I've been having a hard time adjusting lately.


Adjusting to the pain and emptiness of not having Milo in my life.


Adjusting to how the world keeps turning, while I count the days that go by without my baby.


Adjusting to some people's reaction to my grieving process - like they even get a say, please!


Adjusting to this "new normal" - I hate that term, there's nothing "normal" about losing your baby!


Adjusting to the change I feel within myself - I used to believe in not taking life for granted, now I believe that life has taken me for granted.


When I look at pictures of myself before I got pregnant, I don't recognize who I'm looking at.


When people said this loss would change me, I thought 'but only temporarily, right?' Instead, change sneaked up on me when I wasn't looking and decided to stay.


I no longer want to celebrate the things that were once so important to me. I no longer want to see people I thought I'd never lose touch with. I no longer care about the little things that bare no meaning to me.

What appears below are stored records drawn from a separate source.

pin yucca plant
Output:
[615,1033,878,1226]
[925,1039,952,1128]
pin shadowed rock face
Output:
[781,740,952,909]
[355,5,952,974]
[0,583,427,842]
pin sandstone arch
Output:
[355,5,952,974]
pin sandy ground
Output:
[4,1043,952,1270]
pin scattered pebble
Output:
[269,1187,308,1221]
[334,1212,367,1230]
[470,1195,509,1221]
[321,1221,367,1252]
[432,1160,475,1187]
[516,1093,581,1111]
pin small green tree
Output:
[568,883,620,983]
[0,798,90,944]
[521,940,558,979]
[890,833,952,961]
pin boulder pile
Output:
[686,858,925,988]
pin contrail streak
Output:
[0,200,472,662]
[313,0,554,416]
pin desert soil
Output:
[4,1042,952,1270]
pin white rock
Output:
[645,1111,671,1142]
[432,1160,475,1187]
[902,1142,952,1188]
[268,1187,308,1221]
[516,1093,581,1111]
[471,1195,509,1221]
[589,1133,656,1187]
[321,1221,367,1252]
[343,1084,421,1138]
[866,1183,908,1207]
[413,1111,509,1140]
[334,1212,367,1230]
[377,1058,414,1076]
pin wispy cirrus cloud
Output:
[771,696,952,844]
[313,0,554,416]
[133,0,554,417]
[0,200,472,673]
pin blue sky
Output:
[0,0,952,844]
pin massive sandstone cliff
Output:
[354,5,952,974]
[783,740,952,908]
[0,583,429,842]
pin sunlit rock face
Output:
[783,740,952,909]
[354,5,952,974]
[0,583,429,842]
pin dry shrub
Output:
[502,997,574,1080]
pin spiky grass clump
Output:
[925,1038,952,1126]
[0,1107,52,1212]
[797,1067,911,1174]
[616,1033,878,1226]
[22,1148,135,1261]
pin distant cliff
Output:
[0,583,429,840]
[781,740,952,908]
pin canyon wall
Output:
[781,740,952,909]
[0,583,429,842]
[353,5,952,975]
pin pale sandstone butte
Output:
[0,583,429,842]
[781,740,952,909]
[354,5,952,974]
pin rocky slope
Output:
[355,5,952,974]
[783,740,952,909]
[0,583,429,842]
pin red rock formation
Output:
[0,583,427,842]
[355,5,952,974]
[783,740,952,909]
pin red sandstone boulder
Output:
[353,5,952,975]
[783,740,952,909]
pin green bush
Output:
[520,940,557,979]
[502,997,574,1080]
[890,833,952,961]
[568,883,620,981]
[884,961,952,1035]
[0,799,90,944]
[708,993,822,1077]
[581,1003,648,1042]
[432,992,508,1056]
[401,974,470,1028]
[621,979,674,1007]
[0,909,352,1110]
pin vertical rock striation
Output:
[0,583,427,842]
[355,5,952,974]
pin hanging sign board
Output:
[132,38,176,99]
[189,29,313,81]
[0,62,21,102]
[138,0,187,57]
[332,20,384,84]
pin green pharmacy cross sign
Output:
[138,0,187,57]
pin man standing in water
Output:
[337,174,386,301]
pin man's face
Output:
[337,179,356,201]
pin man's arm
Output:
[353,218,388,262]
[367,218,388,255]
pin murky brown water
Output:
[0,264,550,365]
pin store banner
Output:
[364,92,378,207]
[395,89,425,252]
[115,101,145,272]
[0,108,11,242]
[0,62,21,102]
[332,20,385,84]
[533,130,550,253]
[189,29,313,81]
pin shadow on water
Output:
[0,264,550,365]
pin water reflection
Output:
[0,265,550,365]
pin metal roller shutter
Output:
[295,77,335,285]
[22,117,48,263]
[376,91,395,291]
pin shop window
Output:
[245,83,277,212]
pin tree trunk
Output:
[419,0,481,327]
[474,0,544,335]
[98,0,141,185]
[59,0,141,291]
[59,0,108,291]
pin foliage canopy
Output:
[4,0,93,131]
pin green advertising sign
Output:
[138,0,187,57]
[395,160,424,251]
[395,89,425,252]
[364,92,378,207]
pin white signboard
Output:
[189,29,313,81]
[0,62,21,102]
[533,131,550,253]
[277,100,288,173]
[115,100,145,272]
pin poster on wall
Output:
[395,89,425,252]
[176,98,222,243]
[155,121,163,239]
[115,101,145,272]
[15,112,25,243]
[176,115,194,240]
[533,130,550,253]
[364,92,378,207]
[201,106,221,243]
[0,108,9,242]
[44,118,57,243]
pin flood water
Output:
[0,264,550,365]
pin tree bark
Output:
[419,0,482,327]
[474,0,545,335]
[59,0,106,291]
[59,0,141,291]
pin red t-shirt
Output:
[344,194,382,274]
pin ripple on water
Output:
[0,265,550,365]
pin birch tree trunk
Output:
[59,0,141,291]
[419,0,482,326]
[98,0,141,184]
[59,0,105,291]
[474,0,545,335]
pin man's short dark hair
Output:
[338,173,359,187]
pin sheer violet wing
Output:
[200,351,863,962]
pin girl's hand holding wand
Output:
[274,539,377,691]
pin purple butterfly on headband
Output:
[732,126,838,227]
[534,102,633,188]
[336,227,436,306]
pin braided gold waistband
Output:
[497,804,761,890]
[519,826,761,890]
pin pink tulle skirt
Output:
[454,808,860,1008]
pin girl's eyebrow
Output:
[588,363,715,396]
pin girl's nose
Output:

The thing about losing a baby is that you're not just losing a life, or the dreams you had for them, or a blissful future, you're literally losing a part of your physical self.


My baby was physically a part of me, and that part has now died. A part of me has now died.


I have to get to know myself all over again, so everyone in my life has to also adjust to getting to know me too.


Conversations are no longer the same. Friendships have changed forever. I am adjusting. And I am having a hard time adjusting lately.